Une demi-seconde pour chercher la première image, me relever la tête et leur répondre.
Un petit bonhomme qui se réveille avec au dessus, “MORNING” écrit en grosses lettres rouges, est apparu à l’écran.

Je me suis précipitée debout, le micro à la main. J’ai casually annoncé mon nom, puis leur ai demandé le leur, un par un, en me promenant comme une standup comic sous le spotlight du projecteur affichant le desktop de Windows, version Thai, sur le tableau derrière moi.
Après, j’y suis allée au feeling. Un peu de “répétez après-moi”, un peu de “on va essayer de jouer à un jeu mais c’est pas clair parce que je décide les règles au moment même où je vous parle”, et un peu – beaucoup – de la “Banana Song” pour meubler le temps et empêcher les élèves de dormir sur leur bureau. Les monsieurs et les madames habillés propre ont écouté pendant un bout, puis certains sont partis. Teacher Jorge s’est assis dans le fond et a commencé à faire des corrections. Le temps s’est arrêté et on aurait dit que plus personne ne m’écoutait sauf les enfants (enfin… quelques uns ne m’écoutaient pas vraiment). 1h15 plus tard, une fillette, et puis une autre se sont exclamées : “milk time!”.
J’ai regardé Teacher Jorge, absorbé dans ses corrections : – Hum… Milk time? Teacher Jorge, what do we do when it’s milk time?
Il a relevé la tête lentement.
– Oh… I am surprised they remembered. It is milk time…It means its… the break.
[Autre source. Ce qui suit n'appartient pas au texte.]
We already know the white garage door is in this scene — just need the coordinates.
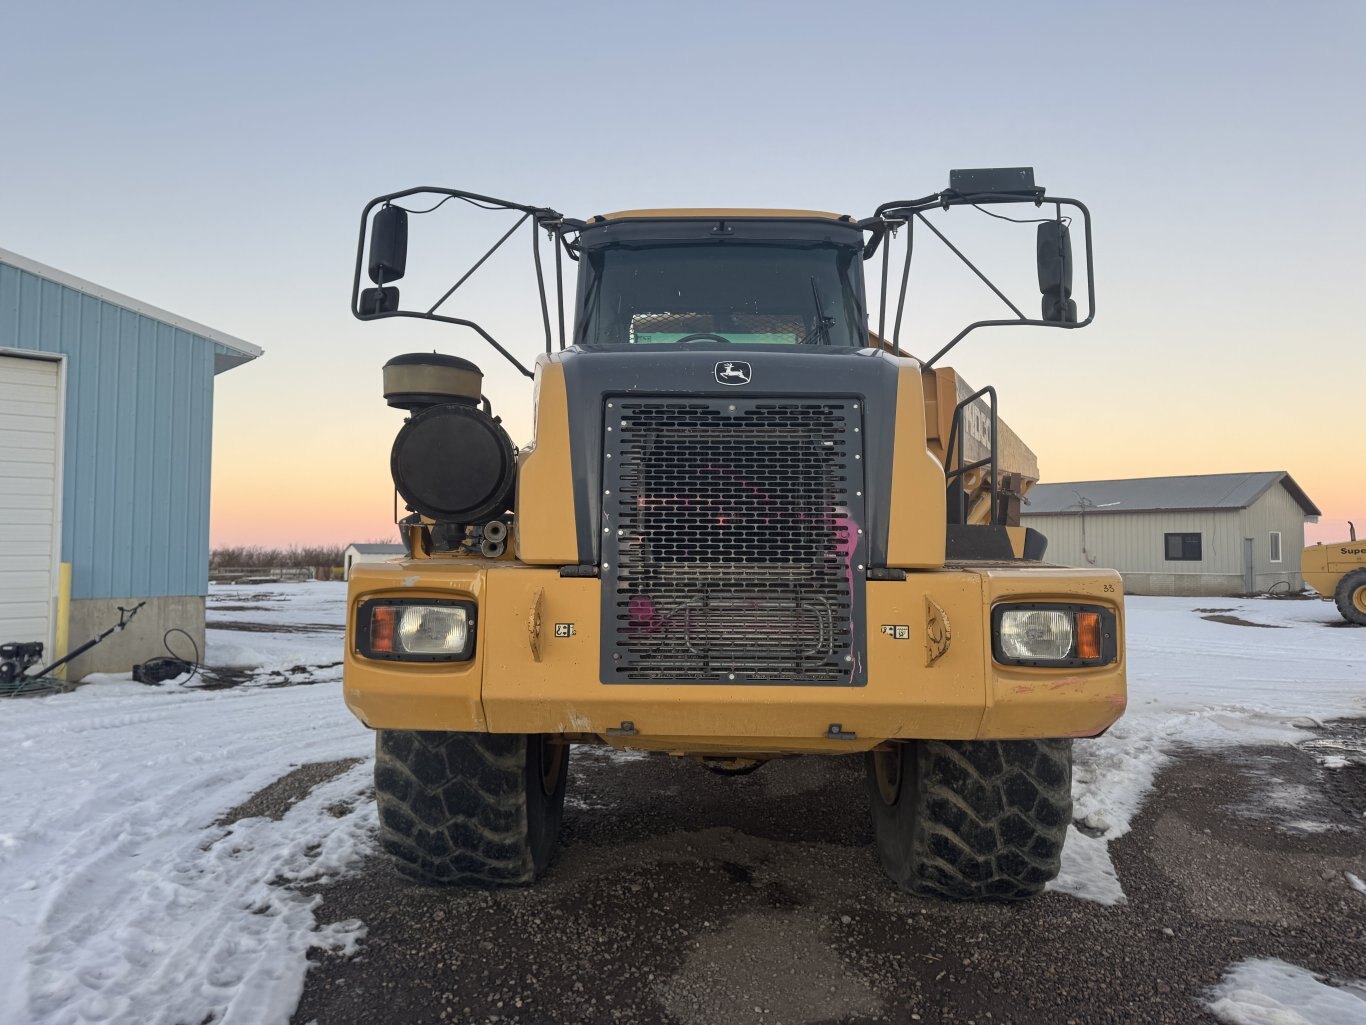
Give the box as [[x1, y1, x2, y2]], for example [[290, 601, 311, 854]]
[[0, 353, 63, 656]]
– Oh ok. Milk time everyone then !

Je suis sortie de la classe avec les élèves, après que les monsieurs et madames habillés propre qui restaient aient quitté la classe. Teacher Jorge s’est approché de moi.
-I was happy it wasn’t me! A bunch of important people like that… So stressful.
-Yes, well… I don’t know if I did well or not, things didn’t exactly went as planned…
-I don’t think you have to worry, you did great!
Je lui ai lancé un regard pseudo-convaincu, teinté d’un gros doute.
Il s’est approché un peu plus et a dit tout bas :
– I saw what they wrote down when they were watching you, it was pretty good. So… play hard to get now.
-Oh…
Stupeur et soulagement.
– But don’t tell them I told you…
Je l’ai remercié discrètement puis je me suis éloignée pour aller saluer Kruu Teresa. Encore une fois, elle m’a dit qu’on allait rester en contact. En tout cas… J’aurai fait mon gros best.